Professor Icahn School of Medicine, Mount Sinai New York, New York, United States
Introduction/Rationale: Antibodies against the V1V2 domain of the HIV envelope glycoprotein have been identified as a potential correlate of reduced infection risk in three large HIV vaccine efficacy trials. Although vaccine-elicited anti-V1V2 antibodies do not mediate potent virus-neutralizing activities, they mediate Fc-dependent effector functions. Strategies that enhance the magnitude and quality of these responses may improve HIV vaccine efficacy.
Methods: We examined a lipid nanoparticle-encapsulated mRNA (mRNA-LNP) vaccine encoding the V1V2 domain of CRF_01.AE244 on the 2J9C scaffold. Immunogenicity was assessed in three animal models: mice, rabbits, and rhesus macaques, following two or more immunizations. Antibody binding, cross-reactivity, and Fc-mediated functions were quantified using Luminex antigen-binding assays, virion- and cell-surface Env recognition assays, antibody-dependent cellular phagocytosis (ADCP), and Fc receptor binding.

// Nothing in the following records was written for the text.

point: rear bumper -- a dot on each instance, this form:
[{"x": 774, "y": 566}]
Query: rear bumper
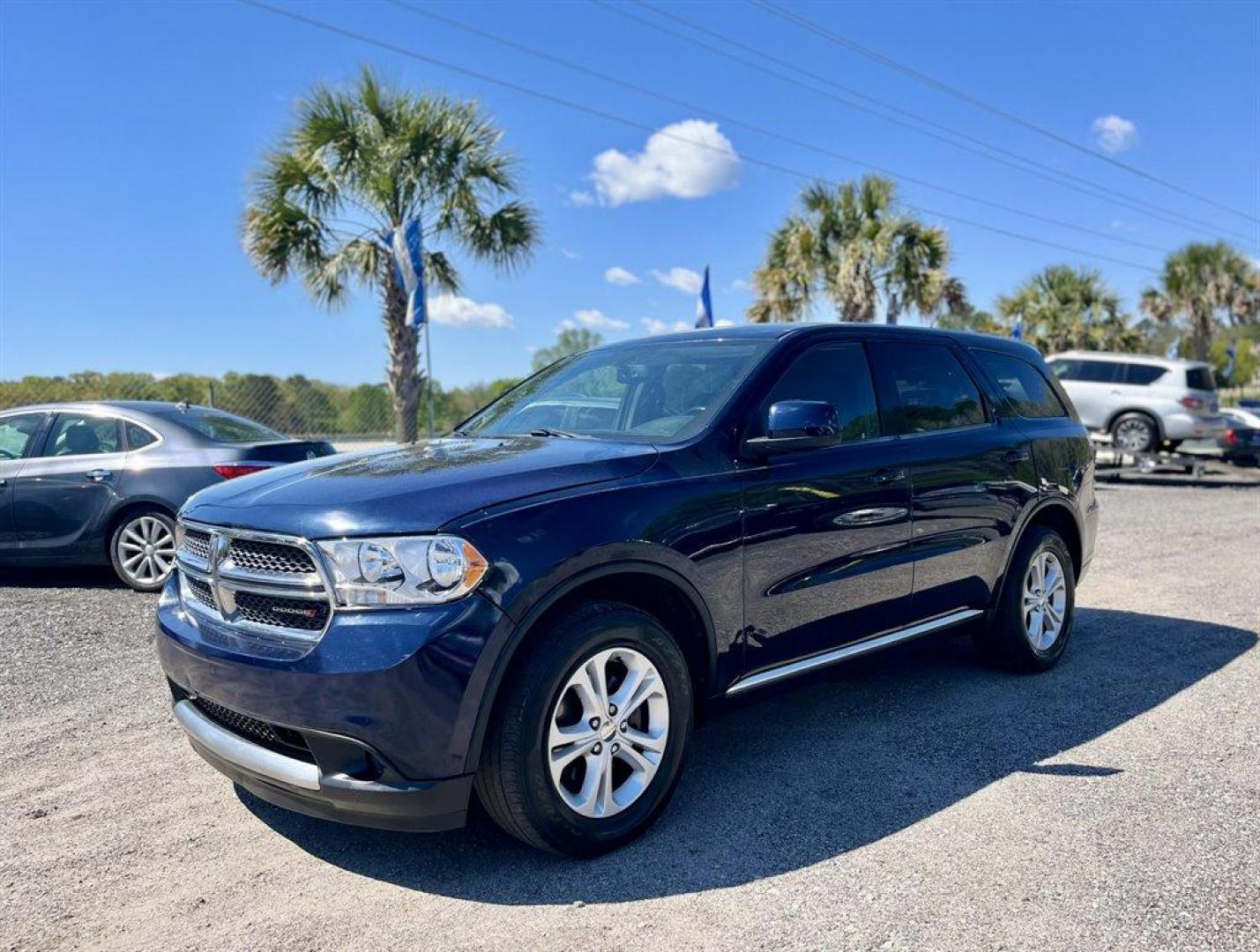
[{"x": 388, "y": 802}]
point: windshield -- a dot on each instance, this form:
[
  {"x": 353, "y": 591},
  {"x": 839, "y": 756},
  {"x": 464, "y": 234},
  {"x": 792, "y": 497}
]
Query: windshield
[
  {"x": 225, "y": 428},
  {"x": 651, "y": 392}
]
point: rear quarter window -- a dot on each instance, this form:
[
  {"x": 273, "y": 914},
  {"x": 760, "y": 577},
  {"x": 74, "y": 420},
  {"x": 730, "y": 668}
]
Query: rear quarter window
[{"x": 1025, "y": 390}]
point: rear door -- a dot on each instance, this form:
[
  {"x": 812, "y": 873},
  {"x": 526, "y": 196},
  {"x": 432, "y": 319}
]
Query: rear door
[
  {"x": 827, "y": 532},
  {"x": 972, "y": 472},
  {"x": 19, "y": 435},
  {"x": 66, "y": 490}
]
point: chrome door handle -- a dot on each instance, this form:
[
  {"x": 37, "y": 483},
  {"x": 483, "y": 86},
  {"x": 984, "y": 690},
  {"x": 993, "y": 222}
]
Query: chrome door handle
[{"x": 890, "y": 475}]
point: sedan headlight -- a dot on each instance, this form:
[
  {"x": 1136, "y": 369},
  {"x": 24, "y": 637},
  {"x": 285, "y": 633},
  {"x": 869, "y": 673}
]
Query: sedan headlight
[{"x": 411, "y": 569}]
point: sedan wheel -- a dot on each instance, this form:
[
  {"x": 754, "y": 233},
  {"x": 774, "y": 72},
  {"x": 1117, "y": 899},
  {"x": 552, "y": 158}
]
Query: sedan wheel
[
  {"x": 608, "y": 732},
  {"x": 144, "y": 552}
]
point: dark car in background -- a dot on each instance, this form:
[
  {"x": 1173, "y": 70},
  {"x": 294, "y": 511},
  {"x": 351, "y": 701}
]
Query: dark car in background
[
  {"x": 541, "y": 606},
  {"x": 101, "y": 482}
]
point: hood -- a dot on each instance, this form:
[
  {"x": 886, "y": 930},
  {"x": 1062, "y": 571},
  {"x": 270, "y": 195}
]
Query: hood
[{"x": 417, "y": 487}]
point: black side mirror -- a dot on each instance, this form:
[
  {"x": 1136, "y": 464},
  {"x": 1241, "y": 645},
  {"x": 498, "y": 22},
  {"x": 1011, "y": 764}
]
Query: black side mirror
[{"x": 796, "y": 425}]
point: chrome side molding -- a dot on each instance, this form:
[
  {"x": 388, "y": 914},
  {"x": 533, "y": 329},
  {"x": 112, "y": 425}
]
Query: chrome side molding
[{"x": 860, "y": 648}]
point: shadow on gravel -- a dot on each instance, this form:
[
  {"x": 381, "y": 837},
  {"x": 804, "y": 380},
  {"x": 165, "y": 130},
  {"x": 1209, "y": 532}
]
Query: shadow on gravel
[{"x": 822, "y": 769}]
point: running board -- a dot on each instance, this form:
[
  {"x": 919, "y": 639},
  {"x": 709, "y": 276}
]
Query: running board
[{"x": 854, "y": 650}]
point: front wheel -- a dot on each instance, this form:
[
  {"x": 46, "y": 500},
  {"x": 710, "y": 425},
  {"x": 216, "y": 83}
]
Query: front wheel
[
  {"x": 1033, "y": 616},
  {"x": 590, "y": 734},
  {"x": 143, "y": 549}
]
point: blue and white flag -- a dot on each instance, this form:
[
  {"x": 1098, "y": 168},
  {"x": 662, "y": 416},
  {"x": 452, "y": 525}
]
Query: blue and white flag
[
  {"x": 410, "y": 264},
  {"x": 705, "y": 305}
]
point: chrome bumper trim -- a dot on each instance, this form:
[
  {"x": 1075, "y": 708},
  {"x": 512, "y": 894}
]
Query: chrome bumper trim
[
  {"x": 241, "y": 754},
  {"x": 854, "y": 650}
]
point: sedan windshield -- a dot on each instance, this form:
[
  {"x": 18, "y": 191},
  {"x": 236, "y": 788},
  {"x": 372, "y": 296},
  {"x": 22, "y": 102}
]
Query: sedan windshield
[{"x": 651, "y": 392}]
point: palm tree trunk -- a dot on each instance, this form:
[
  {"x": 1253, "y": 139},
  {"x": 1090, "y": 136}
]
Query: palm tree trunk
[{"x": 403, "y": 370}]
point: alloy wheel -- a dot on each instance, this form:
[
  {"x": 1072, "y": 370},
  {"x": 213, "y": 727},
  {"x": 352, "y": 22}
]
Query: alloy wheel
[
  {"x": 607, "y": 736},
  {"x": 146, "y": 551},
  {"x": 1045, "y": 601}
]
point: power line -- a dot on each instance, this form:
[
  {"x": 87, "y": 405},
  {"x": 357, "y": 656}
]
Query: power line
[
  {"x": 613, "y": 117},
  {"x": 886, "y": 61},
  {"x": 1056, "y": 176},
  {"x": 760, "y": 130}
]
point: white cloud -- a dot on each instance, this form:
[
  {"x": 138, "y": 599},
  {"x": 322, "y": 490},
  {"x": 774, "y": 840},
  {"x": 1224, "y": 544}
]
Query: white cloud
[
  {"x": 464, "y": 313},
  {"x": 1114, "y": 134},
  {"x": 619, "y": 276},
  {"x": 598, "y": 319},
  {"x": 681, "y": 279},
  {"x": 654, "y": 325},
  {"x": 688, "y": 160}
]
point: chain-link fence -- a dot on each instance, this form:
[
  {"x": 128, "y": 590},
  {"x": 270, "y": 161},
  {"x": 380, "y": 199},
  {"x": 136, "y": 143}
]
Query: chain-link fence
[{"x": 296, "y": 405}]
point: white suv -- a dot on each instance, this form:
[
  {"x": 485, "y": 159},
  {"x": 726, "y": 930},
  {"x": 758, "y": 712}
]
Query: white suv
[{"x": 1144, "y": 402}]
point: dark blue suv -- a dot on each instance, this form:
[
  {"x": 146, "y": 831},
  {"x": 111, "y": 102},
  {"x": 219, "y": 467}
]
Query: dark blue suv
[{"x": 540, "y": 606}]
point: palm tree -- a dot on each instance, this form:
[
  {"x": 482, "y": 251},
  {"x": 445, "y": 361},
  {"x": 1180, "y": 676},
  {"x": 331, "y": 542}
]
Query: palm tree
[
  {"x": 357, "y": 165},
  {"x": 851, "y": 244},
  {"x": 1201, "y": 282},
  {"x": 1062, "y": 308}
]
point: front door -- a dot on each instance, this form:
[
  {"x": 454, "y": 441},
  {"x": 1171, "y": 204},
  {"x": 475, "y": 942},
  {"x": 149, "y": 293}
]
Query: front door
[
  {"x": 64, "y": 491},
  {"x": 827, "y": 532}
]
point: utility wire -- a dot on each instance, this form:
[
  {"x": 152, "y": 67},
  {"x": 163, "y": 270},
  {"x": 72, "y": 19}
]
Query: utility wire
[
  {"x": 761, "y": 130},
  {"x": 1048, "y": 174},
  {"x": 886, "y": 61},
  {"x": 613, "y": 117}
]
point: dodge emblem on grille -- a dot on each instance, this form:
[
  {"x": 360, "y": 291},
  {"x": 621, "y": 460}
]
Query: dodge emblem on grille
[{"x": 225, "y": 596}]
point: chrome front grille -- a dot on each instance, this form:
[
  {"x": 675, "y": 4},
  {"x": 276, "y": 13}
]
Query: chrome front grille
[{"x": 256, "y": 582}]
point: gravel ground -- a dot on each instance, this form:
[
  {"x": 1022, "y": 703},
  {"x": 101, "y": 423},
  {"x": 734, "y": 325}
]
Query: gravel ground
[{"x": 911, "y": 800}]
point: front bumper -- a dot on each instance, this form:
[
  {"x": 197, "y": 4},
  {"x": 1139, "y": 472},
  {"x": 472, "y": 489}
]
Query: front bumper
[{"x": 376, "y": 710}]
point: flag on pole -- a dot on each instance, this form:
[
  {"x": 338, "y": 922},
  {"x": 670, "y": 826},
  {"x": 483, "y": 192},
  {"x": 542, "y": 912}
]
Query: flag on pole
[
  {"x": 705, "y": 305},
  {"x": 410, "y": 264}
]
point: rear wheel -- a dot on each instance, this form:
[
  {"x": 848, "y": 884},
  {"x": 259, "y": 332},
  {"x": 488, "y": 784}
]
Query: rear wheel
[
  {"x": 143, "y": 549},
  {"x": 1134, "y": 434},
  {"x": 1033, "y": 617},
  {"x": 589, "y": 738}
]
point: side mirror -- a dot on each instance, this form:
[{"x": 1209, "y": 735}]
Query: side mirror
[{"x": 796, "y": 425}]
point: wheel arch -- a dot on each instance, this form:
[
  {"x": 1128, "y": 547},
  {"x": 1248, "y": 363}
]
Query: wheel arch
[{"x": 654, "y": 588}]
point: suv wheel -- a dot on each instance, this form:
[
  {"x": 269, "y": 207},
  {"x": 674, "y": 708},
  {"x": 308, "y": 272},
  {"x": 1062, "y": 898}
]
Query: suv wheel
[
  {"x": 143, "y": 549},
  {"x": 1033, "y": 616},
  {"x": 1134, "y": 434},
  {"x": 590, "y": 733}
]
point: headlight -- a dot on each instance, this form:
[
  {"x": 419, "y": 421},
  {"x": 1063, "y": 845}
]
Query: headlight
[{"x": 414, "y": 569}]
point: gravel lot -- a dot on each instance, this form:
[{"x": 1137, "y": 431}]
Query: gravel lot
[{"x": 906, "y": 801}]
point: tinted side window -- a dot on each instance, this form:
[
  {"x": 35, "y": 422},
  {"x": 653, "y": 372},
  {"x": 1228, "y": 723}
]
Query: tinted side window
[
  {"x": 138, "y": 437},
  {"x": 1142, "y": 375},
  {"x": 838, "y": 375},
  {"x": 928, "y": 388},
  {"x": 1027, "y": 390},
  {"x": 17, "y": 432},
  {"x": 78, "y": 435}
]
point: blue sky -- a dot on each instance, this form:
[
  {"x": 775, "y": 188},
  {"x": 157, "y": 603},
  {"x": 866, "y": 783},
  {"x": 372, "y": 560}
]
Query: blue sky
[{"x": 129, "y": 131}]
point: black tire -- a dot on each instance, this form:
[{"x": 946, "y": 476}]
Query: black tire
[
  {"x": 514, "y": 782},
  {"x": 116, "y": 555},
  {"x": 1139, "y": 432},
  {"x": 1004, "y": 640}
]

Results: In mice two doses of the V1V2 mRNA-LNP vaccine elicited robust, cross-reactive serum IgG responses that recognized soluble Env and native Env on cells and virions. Importantly, murine IgG2a antibodies were generated that displayed Fc-mediated activities. However, in rabbits the elicited responses were directed mainly against the scaffold, with minimal V1V2-specific antibodies even after four vaccinations. In contrast, rhesus macaques developed high-level V1V2-specific antibodies responses after two vaccinations, comparable to those observed in mice.
Conclusion: The V1V2 mRNA-LNP vaccine is highly immunogenic in mice and rhesus macaques, eliciting cross-clade functional antibodies capable of recognizing native Env. The marked species-dependent differences, most notably the weak V1V2 targeting in rabbits, underscore the importance of selecting appropriate animal models for preclinical HIV vaccine evaluation and may provide insights relevant to vaccine testing against other pathogens.